Final





Cómo voy a explicarlo. Cuál es la manera correcta de decir que antes de que todo sucediera unos ojos miraron hacia arriba como quien suplica, pide perdón, se arrepiente. Todos creemos ahora que en algún momento tuvimos el presentimiento de este final y reconstruimos pistas a partir de ese cuerpo inmóvil y de recuerdos dispersos que tal vez nos estaban diciendo algo que no entendimos. Cada quien contó el modo en que tuvo su presentimiento y después fue bajando la voz hasta callar de vergüenza por no haber sido capaz de hacer algo ante la inminente desgracia. Sólo Salgar entró, miró con un gesto involuntario de asco y dio media vuelta para salir sin decir una sola palabra. Aunque yo sé que odió por el resto de su vida haber tenido la infeliz idea de mirar hacia ese rincón después de atravesar una puerta a la que nunca debió llegar. Fue el único capaz de jurar que no había recibido señal alguna a pesar de la conversación apagada y llena de silencios del día anterior.

Entran y salen policías y técnicos forenses vestidos con batas blancas. En la habitación despoblada de muebles y cortinas, el sol de las nueve, casi tan alto como si fuera mediodía, irrumpe haciendo imposible cualquier tono de tragedia. Bajo esa luz nada parece trascendente, todo está como pintado en cartulina con creyones de colores. No hay más que un cuerpo cubierto por una sábana verde del que sólo se ven, como una extravagancia, dos zapatos marrones. Se adivina la posición de los brazos y las piernas en las formas que dibuja la sábana y es incluso posible adivinar dónde está la mano engarrotada de la que los diligentes agentes del orden han separado ya el arma. En medio de los funcionarios que van y vienen, pasando por encima del cuerpo, puede verse la mancha oscura que se origina en el cuerpo y se expande hacia el rincón. En las paredes hay salpicaduras alegres, como si un niño se hubiera levantado justamente ese día con ánimos de carnaval y hubiera disparado al aire con una pistola que en vez de agua cargara salsa de tomate. Algo de no creer vuelto pura fiesta de blancos, verdes y rojos por culpa de este sol que todo lo ilumina.

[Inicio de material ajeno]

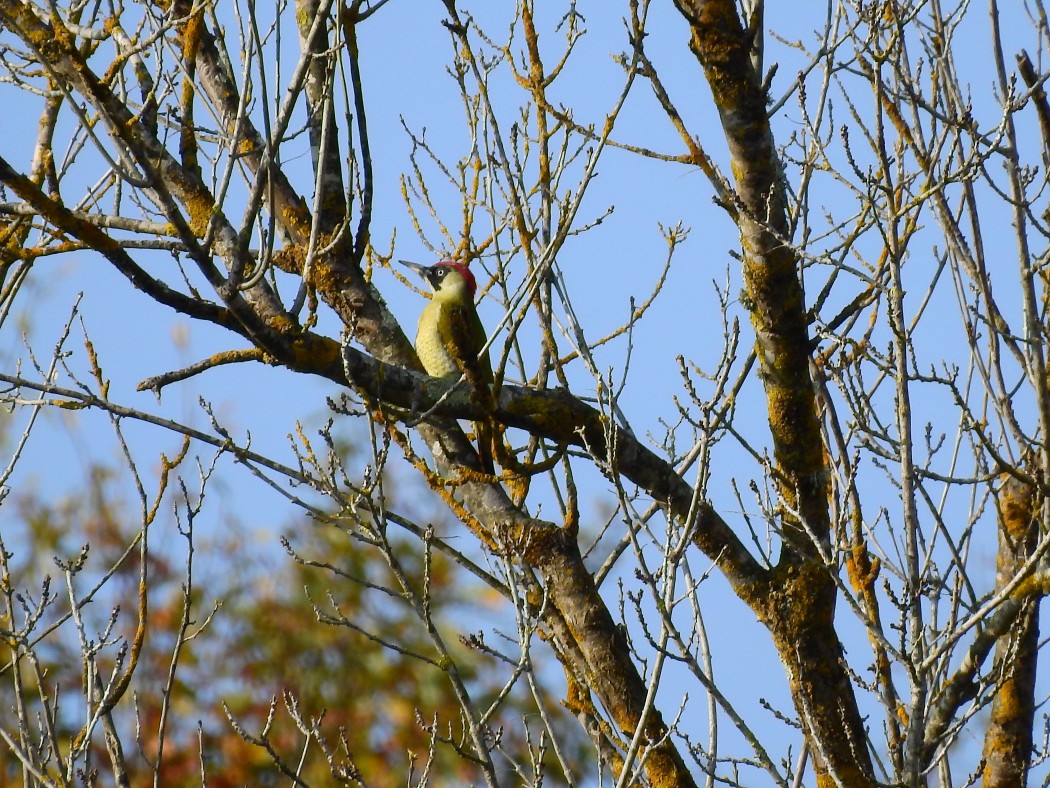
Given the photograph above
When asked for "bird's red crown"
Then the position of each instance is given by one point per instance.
(471, 283)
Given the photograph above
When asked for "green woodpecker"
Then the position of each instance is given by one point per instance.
(450, 338)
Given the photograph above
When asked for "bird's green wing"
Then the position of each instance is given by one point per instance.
(467, 335)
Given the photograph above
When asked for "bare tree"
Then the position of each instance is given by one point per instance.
(883, 170)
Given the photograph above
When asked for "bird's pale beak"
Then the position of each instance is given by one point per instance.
(417, 267)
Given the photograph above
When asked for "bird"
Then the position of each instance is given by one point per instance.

Adela no quiso entrar, le horrorizaba cualquier idea que tuviera que ver con la muerte. María la imitó por prudencia, porque tal vez una especie de remordimiento la paralizaba, aunque se moría de curiosidad por ver cómo era un cadáver, y de un cura además ¿te imaginas? Juan había salido con el camión de la mudanza la noche anterior, antes de que todo pasara. Olga se había ido tan temprano que no tuvo tiempo de enterarse. Ya lo leería en la prensa, porque un fotógrafo comenzaba a hacer preguntas impertinentes y no tardarían en llegar los demás.

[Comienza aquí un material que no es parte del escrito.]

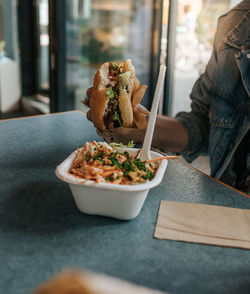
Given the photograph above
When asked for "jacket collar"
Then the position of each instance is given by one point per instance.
(233, 38)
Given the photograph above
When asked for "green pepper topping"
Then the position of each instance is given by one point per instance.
(110, 92)
(87, 157)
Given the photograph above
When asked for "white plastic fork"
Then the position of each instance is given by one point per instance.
(145, 151)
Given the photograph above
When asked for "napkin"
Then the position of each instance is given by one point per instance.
(206, 224)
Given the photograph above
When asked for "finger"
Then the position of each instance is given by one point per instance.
(88, 115)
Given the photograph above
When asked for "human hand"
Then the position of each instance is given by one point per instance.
(122, 135)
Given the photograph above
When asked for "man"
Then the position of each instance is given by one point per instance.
(219, 122)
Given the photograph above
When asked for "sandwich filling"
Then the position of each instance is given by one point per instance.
(117, 82)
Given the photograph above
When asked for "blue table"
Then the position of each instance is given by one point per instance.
(42, 231)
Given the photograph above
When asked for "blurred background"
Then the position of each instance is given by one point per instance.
(51, 49)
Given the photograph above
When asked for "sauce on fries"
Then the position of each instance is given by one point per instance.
(101, 162)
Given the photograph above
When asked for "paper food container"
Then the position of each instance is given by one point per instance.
(107, 199)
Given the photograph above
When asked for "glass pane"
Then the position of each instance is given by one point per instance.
(105, 30)
(196, 27)
(43, 44)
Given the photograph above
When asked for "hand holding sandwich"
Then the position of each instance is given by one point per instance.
(114, 96)
(116, 113)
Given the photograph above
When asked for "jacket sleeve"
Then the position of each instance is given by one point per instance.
(196, 122)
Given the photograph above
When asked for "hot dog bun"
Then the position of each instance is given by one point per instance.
(110, 98)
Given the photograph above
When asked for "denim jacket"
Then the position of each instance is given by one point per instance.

Explicaciones, razones, causas definitivas, toda lógica parecía haber desaparecido de la faz de la tierra. En todo caso, aparte de los policías y algún viejo trasnochado nadie se hacía preguntas. El hecho estaba ahí, consumado del todo, mostrándose sin pudores para que nuestra memoria lo transportara para siempre hacia el futuro, abriendo un tema infinito para las conversaciones de cinco de la tarde en el bar, de domingos aburridos, de solteronas y abuelas. Ya se tejerían las versiones posibles y las imposibles. En todo caso algo de culpa respirábamos todos. Nadie se pega un tiro sin tener de por medio una culpa, aunque sea la simple y llana de no querer vivir un minuto más. Esa también es una culpa, porque nos hace a todos la misma desesperada pregunta y nosotros preferimos no responder. Elegimos quedarnos vivos todo el tiempo que se pueda y no nos importa demasiado sentirnos culpables por esa elección.

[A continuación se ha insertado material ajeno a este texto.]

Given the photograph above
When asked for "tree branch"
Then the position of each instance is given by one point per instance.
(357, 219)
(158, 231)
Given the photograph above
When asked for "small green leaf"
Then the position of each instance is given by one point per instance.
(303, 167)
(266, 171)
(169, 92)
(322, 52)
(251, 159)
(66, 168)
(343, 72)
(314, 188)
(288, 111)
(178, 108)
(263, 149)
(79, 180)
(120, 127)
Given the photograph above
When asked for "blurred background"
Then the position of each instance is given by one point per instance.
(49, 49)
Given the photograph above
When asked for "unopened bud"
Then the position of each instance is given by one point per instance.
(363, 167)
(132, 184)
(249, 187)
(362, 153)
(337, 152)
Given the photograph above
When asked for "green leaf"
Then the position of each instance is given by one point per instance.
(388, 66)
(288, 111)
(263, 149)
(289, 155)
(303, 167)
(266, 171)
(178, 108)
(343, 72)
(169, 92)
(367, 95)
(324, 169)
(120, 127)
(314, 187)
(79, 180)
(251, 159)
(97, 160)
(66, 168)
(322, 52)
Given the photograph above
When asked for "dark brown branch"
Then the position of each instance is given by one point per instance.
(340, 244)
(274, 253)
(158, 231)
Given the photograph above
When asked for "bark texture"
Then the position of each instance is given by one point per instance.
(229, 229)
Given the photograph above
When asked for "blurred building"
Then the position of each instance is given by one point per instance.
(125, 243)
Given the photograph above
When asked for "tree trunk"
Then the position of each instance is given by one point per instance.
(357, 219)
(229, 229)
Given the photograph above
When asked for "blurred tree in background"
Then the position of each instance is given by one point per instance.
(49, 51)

Me gustan las historias que se cierran. No voy a negar que me ronda ese vicio. Pero hay historias que piden una pausa eterna, más que un final, porque una cosa tangible las detuvo en el aire como si alguien se hubiera llevado a la boca el dedo índice. La muerte que el cura Samuel enfrentó entre salpicaduras en las paredes no quiere aclaratorias. Me bota a la calle con su estruendosa realidad y me acusa con un dedo cruel. Yo podría tomar el camino fácil de buscar entre las líneas dónde anoté el dato exacto que daría la pista justa para prever este desenlace. Pero el cura Samuel no supo nada de esto. No me vio por la ventana sentado en mi mesa construyendo la historia de su último día. Es solamente un susto lo que me va quedando, un miedo de mirar para atrás, de despertarme a media noche. Porque aunque han pasado meses y las paredes del convento no existen ya, hay quien dice que entre las tres y las cinco, casi siempre los jueves, se oyen gritos.